僕のことを「稀有」だと認めてくれたのは、この少女が初めてだった。出会う人は皆、僕のことを「壊れた」と表現する。
異常な存在だとして忌避する。
でも、それでも認めてくれたのはこの死神が初めてだった。
そして、その死神の少女は加えてこう告げた。
――お前は私の助手だ、と。
突然の指名に、最初は慣れなかったこの仕事にも徐々に対応できるようになって来た自分がいる。
――キミの言う『分からない』ことが学べる、と。
僕はこれまでいろいろな依頼人と出会い、数々の話を聞いて来た。
それは恋人の話であり、我が子の進路を心配する母親の話であり、時にはヤクザの男性や歌を歌うミュージシャンの女性でもある。
彼ら彼女らはそれぞれに様々な不幸を抱え、イルと僕のいるこの店へとやって来た。
僕はその依頼人の話を隣で聞いていたに過ぎない。
何かをしたワケじゃない。
言葉で彼らを励ましたこともない。
「僕は僕なりに、前へ向いて歩けているのかな……?」
ゆっくりとサイフォンの中に溜まっていくコーヒーをぼうっと眺めながら、僕はそんな言葉を呟いていた。
僕はきちんと前に歩けているのか。
それとも、立ち止まっているのか。
「歩けているさ。少なくとも、マコト。キミは他の誰よりもしっかりと地に足を付けて歩けているよ」
僕の言葉が聞こえたのか、いつの間にか隣には白髪の長い髪を垂らした死神――イルがその赤い瞳を僕に向けていた。
「そうかな?」
「そうだとも。キミ特別に神様の授業を受けているのだからね。進んでいなければ私の方が困るよ」
「神様、とは言っても僕の隣にいるのは死神だけれどね」
「あぁそうだとも。私は死神さ。人が恐れ、畏怖し、〝死〟という人間にとって最悪の事象をその名に冠した神様だ。だが、死神だって神様の一つだろう?」
「確かにね」
「その神様が保証するんだ。別に考えるほどでもないだろう? ……それより、キミに頼んでいたコーヒーはまだ出来ないのかい?」
「もうすぐだよ」
「ならよし。出来たらすぐに持って来てくれ」
「わかったよ」
そう言い残して、イルはすたすたとキッチンから出ていってしまった。声がしないところを見ると、また本を読んでいるのだろうか。

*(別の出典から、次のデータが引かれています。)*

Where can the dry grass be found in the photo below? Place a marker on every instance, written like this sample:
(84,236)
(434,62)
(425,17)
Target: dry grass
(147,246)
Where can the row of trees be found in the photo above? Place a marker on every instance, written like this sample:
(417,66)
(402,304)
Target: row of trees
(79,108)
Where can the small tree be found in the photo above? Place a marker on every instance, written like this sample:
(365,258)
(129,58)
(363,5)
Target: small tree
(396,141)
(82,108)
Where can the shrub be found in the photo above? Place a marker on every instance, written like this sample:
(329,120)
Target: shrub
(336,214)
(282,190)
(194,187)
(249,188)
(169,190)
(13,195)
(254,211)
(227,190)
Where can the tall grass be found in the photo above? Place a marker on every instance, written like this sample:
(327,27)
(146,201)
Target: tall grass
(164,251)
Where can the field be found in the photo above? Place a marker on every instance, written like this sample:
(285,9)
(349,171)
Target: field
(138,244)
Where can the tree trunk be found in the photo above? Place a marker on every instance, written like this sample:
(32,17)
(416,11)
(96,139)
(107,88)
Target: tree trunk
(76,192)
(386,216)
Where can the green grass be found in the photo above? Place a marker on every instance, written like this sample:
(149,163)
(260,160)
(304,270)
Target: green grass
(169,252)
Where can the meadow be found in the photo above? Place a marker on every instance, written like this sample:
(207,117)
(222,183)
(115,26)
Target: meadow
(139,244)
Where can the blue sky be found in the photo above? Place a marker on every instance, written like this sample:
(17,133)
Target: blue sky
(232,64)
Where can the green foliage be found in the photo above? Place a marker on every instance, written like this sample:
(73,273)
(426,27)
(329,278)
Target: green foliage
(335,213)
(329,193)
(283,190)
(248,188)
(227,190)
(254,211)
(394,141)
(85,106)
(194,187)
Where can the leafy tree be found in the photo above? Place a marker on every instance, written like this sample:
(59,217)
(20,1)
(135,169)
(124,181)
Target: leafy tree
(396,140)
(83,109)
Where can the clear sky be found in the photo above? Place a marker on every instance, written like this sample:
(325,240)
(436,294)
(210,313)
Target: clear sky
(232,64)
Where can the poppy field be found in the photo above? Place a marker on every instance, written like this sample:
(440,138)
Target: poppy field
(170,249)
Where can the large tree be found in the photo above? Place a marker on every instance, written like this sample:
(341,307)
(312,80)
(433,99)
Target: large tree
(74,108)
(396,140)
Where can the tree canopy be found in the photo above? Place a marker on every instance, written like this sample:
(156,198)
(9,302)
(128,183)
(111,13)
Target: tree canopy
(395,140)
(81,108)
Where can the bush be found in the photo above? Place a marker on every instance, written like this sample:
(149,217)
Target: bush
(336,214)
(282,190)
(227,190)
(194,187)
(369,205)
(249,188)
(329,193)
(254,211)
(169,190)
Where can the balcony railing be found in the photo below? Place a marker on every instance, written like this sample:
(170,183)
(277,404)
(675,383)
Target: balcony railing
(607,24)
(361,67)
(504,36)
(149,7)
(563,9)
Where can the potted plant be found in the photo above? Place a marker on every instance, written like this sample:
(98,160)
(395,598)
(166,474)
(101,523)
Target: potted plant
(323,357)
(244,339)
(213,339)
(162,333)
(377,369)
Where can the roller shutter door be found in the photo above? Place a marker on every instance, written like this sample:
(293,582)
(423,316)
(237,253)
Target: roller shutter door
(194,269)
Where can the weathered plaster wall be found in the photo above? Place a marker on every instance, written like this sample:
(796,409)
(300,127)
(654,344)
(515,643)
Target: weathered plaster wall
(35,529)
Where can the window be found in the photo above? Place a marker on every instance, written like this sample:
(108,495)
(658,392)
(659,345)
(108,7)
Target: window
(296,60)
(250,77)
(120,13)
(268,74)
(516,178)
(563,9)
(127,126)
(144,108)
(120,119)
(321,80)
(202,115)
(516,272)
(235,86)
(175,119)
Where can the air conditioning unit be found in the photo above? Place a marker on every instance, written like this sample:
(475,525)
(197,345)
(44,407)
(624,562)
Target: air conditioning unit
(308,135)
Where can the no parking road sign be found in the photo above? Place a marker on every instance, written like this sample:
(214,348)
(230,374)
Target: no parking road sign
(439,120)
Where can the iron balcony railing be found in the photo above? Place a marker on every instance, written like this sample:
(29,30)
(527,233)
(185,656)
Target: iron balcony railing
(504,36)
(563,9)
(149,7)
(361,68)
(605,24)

僕は出来立ての熱いコーヒーを空のマグカップに注ぐと、両手にもってキッチンを出た。
死神の少女の前に設置されたテーブルに片方のマグカップを置き、僕は彼女の真向かいの席に座る。
「……ムッ。マコト。……このコーヒー、ちょっと苦いぞ」
「そう? 淹れ直そうか?」
「いや、たまにはこれでもいいか。苦い方が思考もはっきりして読めるだろうしな」
「ならいいけど」
淹れたばかりのコーヒーをゆっくりと飲みこみながら、今度はちょっとした甘いお菓子でも一緒に付けようか……とふとそんなことを考えた。
死神が甘いものを食べるのかどうかは分からないけれど。